Esta ambivalencia está presente en rappitenderos y “comerciantes independientes” de Vive 100, el producto de la multilatina Quala*. Tanto Rappi, a través de la regulación de las plataformas, como Quala, por medio de reglas más estrictas sobre la tercerización, podrían ver sus modelos de negocio afectados por la reforma de Gustavo Petro.

El “sindicato” de Rappi de la esquina

Cuatro venezolanos y dos colombianos, cinco hombres y una mujer están sentados en las afueras de una cadena de hamburguesas, en el mismo parque de Laureles. Ese es su centro de operaciones porque es un sector llano, con alta demanda y el gerente del restaurante les presta el baño.

“Trabajar en esto es pelear todos los días con la aplicación”, dice la mujer y comienza un derrotero de quejas que se va haciendo más largo en la medida en que van llegando otros domiciliarios.
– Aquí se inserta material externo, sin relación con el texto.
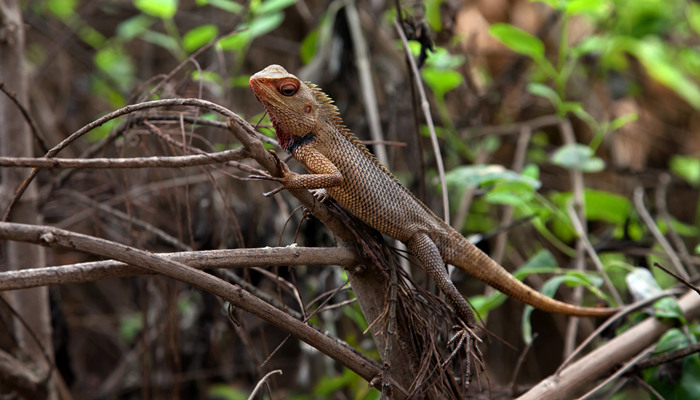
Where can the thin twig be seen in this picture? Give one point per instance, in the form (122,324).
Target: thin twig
(649,221)
(425,106)
(364,71)
(113,115)
(592,254)
(232,258)
(234,294)
(262,381)
(610,321)
(131,162)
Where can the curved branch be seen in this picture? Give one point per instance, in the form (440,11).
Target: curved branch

La inconformidad más repetida es la tarifa de los pedidos, que tienen un precio base de 2.800 pesos cada uno.

Otro de sus dolores de cabeza es el botón de “autoaceptar” que implica admitir cualquier pedido automáticamente, sin importar la tarifa y el recorrido. El botón se puede desactivar pero quien lo haga debe esperar horas para recibir una orden, un lujo que pocos se pueden dar. Sus ingresos también pueden ser suspendidos abruptamente por un bloqueo: una tardanza, una llanta pinchada o una orden rechazada se paga con horas o hasta días sin poder trabajar.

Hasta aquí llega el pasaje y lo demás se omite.